Un ribaltamento che tuttavia ha la stessa radice: l’assoluzione di Silvio prende per buone le ridicole rimostranze del medesimo e del suo entourage di puttanieri e relative accompagnatrici riguardo all’età della ninfetta marocchina e fa cadere la concussione sulla base, ahimè fin troppo vera, della sudditanza nei confronti del potere dell’apparato dello Stato i cui “servitori” non hanno bisogno di essere minacciati per ubbidire  anche contro la legge. Si tratta per inciso di quella stessa burocrazia che rappresenta il capro espiatorio della cialtroneria politica e che viene venduta come il fronte di resistenza delle riforme. La possibilità di spacciare per concrete le aspettative vuote con cui Renzi si balocca esibendo la sua euro bullaggine dipende poi dalla sudditanza dei media al potere politico, l’attitudine inveterata a reggere il moccolo delle menzogne.

La prima delle quali è che Renzi, di fatto confezionato e “consigliato” dalla Merkel ai disgraziati italiani sia in grado di battere i pugni sul tavolo: non ne ha né le capacità, né la volontà e sebbene venga disegnato come callido e astutissimo è caduto con tutti e due i piedi nella trappola della cancelliera che ha dato il via libera all’operazione 80 euro (anzi pare che l’idea sia nata proprio a Berlino) facendo intendere che dopo ci sarebbe stata comprensione per la spesa che comportava.
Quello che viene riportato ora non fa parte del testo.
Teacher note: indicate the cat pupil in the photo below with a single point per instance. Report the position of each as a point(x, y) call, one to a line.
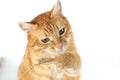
point(61, 31)
point(45, 40)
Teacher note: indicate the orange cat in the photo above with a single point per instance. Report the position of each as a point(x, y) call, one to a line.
point(50, 36)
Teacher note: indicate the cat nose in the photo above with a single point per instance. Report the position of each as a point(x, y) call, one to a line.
point(60, 45)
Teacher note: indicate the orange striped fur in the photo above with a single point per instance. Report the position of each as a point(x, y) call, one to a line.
point(50, 35)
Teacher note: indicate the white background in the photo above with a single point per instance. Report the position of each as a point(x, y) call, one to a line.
point(96, 27)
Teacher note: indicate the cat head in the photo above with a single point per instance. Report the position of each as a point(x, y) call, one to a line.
point(49, 32)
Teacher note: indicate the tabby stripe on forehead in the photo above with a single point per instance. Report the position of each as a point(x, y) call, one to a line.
point(52, 28)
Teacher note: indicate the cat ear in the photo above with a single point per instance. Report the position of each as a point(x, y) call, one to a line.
point(27, 26)
point(57, 9)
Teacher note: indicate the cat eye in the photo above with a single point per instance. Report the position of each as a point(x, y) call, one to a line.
point(45, 40)
point(61, 31)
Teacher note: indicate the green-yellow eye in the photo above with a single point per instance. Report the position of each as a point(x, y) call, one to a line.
point(61, 31)
point(45, 40)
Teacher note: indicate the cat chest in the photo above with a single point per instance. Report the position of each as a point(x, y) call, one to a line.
point(52, 71)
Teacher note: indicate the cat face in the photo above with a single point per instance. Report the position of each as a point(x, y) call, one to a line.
point(49, 32)
point(52, 36)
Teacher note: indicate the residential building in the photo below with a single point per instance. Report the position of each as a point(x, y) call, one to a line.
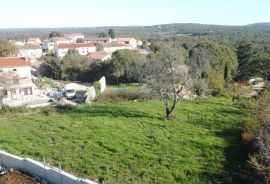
point(61, 40)
point(83, 48)
point(74, 36)
point(98, 55)
point(101, 40)
point(35, 41)
point(48, 46)
point(30, 51)
point(16, 84)
point(127, 41)
point(112, 47)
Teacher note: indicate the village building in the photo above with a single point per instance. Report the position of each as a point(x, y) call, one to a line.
point(48, 46)
point(16, 85)
point(98, 56)
point(101, 40)
point(83, 48)
point(35, 41)
point(127, 41)
point(61, 40)
point(30, 51)
point(112, 47)
point(74, 36)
Ma poi passate le elezioni, eletto Junker, gabbato il Renzi. che era con la mano tesa a chiedere un’elemosina più che altro mediatica.  Una situazione che peraltro l’ex sindaco di Firenze può gestire benissimo, comunque assai meglio dei suoi predecessori: Monti poteva andare in rotta di collisione con gli interessi del Paese in virtù dell’accecamento ideologico liberista, ma non riusciva a trasmettere fiducia se non a quelli che condividevano i suoi incubi dogmatici, Letta poteva farlo alla luce dello spirito di casta e della sua sopravvivenza, ma comunicava insicurezza, Renzi può tranquillamente fare il servo fuori e lo spaccone in casa.

Per cui di fronte al nein sulla flessibilità nel frattempo divenuta una panacea da semplice placebo che era, di fronte ai dati sempre più allarmanti sulla disoccupazione, sul debito pubblico, sulla moria di aziende e sul Pil in crescita nulla, riesce a dare la sensazione di essere l’ultima speranza invece di rivelarsi come l’ultimo catastrofico errore di un Paese che ha perso la testa dopo aver sniffato chiacchiere per troppo tempo. Buon per lui che così può accreditarsi come l’uomo a difesa degli assetti finanziari, monetari e di potere continentali fingendo di cambiare verso. E che per svolgere al meglio il suo compito ha assolutamente bisogno della complicità dell’assolto Berlusconi, con cui condivide profonde affinità elettive, senza rischiare di arrivare alle urne prima di aver blindato il sistema politico con il senato delle impunità e l’Italico porcellum.  Non è molto diverso dalla faccenda della nipote di Mubarak: è solo questione di sapere in che posizione sta il pelo.